The heroine is written to be very demanding. She also refuses to acknowledge her mistakes.
Finch, her partner in crime over the duration of their journey, is written to be her opposite. Finch becomes a crucial aspect of Alice’s plan because of his in-depth knowledge of Althea’s work.

The biracial character isn’t Alice’s first choice for a friend. However, her grandmother’s Hinterland books are so rare that it proves impossible for her to get her hands on a copy. Finch becomes her only hope.
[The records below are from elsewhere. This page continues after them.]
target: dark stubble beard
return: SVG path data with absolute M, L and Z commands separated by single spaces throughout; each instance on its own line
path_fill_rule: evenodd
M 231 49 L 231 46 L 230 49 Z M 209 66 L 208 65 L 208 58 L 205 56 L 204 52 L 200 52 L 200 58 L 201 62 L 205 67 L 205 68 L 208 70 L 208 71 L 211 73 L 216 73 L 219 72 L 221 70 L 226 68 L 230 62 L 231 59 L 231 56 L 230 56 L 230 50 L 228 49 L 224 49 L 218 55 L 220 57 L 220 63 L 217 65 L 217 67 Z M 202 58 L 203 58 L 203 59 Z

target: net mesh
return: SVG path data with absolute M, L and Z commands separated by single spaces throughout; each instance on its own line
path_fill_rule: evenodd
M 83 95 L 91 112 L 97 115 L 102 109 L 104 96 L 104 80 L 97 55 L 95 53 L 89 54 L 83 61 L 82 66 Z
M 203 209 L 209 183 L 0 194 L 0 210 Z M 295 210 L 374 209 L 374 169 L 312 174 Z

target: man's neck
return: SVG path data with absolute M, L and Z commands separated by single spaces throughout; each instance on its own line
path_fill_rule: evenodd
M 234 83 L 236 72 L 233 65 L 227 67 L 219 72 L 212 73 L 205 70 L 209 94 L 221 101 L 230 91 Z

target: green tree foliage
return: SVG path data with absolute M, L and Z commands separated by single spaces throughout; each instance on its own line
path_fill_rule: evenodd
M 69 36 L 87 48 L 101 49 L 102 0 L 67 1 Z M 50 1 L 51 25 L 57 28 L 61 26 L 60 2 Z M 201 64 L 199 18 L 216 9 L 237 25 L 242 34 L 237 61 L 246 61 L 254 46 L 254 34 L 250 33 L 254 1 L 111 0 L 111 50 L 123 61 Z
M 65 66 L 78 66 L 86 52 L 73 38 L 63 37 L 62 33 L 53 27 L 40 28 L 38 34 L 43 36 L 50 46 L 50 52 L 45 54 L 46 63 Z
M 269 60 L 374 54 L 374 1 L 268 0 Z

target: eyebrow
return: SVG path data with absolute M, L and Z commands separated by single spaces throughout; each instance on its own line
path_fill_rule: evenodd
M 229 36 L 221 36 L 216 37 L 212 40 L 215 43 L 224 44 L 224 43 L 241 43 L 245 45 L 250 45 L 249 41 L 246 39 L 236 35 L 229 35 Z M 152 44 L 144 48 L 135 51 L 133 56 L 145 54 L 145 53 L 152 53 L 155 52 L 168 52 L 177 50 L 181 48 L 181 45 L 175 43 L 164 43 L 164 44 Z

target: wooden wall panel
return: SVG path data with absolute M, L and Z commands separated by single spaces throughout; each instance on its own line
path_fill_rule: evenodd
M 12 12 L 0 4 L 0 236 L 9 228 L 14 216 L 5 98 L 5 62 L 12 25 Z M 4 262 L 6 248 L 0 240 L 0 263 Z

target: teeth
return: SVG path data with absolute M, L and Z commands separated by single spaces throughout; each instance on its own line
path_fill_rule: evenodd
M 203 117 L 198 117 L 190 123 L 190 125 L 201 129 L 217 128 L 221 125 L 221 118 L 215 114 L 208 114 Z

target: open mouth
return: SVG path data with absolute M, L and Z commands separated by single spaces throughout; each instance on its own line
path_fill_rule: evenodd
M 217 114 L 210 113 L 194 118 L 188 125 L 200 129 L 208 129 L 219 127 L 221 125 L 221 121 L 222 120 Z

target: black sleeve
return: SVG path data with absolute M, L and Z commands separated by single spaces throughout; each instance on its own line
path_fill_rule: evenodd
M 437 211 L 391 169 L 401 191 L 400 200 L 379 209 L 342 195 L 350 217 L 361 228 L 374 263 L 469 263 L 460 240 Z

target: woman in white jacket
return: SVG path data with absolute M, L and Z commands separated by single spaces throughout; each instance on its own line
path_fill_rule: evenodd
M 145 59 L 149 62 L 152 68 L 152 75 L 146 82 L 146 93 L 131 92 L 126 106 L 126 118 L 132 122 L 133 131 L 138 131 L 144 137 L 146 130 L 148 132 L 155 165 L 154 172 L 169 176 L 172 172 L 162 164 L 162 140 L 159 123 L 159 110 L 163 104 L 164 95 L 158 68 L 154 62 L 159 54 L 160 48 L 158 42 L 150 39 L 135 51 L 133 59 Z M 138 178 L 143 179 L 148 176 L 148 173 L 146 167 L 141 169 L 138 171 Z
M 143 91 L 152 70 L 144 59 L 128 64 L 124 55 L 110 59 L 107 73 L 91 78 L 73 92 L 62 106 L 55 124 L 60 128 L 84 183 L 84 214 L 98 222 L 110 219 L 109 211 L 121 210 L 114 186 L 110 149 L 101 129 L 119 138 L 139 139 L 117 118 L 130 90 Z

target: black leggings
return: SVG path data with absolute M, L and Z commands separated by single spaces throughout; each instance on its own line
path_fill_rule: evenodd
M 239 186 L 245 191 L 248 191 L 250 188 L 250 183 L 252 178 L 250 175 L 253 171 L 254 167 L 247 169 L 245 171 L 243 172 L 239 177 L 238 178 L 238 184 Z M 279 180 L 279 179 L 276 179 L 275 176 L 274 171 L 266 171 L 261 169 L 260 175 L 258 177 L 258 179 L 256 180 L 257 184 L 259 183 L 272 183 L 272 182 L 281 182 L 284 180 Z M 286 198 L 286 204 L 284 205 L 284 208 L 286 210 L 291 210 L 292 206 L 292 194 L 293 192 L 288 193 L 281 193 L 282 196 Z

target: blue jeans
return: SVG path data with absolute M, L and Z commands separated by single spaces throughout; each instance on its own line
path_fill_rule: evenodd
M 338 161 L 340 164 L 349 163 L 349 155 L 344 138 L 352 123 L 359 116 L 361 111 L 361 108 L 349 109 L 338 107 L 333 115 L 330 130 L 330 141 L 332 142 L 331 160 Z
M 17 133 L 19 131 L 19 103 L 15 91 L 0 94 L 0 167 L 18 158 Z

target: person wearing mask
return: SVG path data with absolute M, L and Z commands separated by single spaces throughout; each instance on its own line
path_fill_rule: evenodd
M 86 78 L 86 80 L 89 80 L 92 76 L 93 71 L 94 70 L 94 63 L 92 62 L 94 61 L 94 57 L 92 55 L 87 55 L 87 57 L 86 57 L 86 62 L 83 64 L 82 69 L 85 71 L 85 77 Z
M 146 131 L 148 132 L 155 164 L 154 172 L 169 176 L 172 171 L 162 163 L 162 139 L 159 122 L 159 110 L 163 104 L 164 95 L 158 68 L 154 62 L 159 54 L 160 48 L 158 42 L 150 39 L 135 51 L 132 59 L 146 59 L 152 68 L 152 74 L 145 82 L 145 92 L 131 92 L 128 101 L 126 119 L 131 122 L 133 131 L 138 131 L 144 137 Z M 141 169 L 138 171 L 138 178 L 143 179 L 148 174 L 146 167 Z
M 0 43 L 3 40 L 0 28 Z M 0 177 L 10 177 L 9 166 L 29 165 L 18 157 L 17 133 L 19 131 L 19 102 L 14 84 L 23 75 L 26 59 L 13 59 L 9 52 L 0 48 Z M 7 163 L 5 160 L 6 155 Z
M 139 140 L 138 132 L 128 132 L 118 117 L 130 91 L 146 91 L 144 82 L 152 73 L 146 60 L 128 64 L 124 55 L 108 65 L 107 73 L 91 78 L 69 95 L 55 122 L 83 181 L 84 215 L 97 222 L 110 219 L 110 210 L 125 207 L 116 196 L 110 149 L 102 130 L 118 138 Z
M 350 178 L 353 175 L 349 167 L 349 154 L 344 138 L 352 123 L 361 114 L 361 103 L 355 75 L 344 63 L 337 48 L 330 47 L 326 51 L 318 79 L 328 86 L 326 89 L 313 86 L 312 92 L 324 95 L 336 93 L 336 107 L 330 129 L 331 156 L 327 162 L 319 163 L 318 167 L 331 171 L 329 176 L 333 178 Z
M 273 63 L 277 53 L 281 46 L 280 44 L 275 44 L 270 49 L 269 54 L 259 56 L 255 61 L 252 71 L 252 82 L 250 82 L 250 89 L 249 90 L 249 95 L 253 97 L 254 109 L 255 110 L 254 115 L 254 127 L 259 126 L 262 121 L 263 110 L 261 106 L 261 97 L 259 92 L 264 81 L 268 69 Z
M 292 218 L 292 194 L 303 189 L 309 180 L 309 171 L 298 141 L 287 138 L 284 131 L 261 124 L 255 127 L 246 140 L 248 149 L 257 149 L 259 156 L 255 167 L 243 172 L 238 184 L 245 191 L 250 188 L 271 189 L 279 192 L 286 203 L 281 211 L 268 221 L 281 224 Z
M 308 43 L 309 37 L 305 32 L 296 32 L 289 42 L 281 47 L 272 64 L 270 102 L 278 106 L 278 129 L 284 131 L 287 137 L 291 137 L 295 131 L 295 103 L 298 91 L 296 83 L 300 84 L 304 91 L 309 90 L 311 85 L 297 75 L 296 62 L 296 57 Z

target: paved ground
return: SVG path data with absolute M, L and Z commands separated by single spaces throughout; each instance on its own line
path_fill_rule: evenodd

It takes a while for Alice and Finch to bond. Because Alice’s poor upbringing is a sore spot for her, Finch’s wealthy background initially rubs her the wrong way. Their journey to rescue Ella gives them plenty of opportunities to overcome their individual prejudices.

The Hazel Wood is technically written with young readers in mind; in particular teenagers. However, the contents of the book have a dark learning to them. There is no sex to speak of but Melissa Albert doesn’t hold back on the graphic violence and the horror.

While the author doesn’t deliver any outright gore, Melissa succeeds in inserting an underlying sense of unease. Though, detractors of this book will argue that it doesn’t deliver on the marketing which promised a spookier and more twisted fairy tale than had been seen in decades.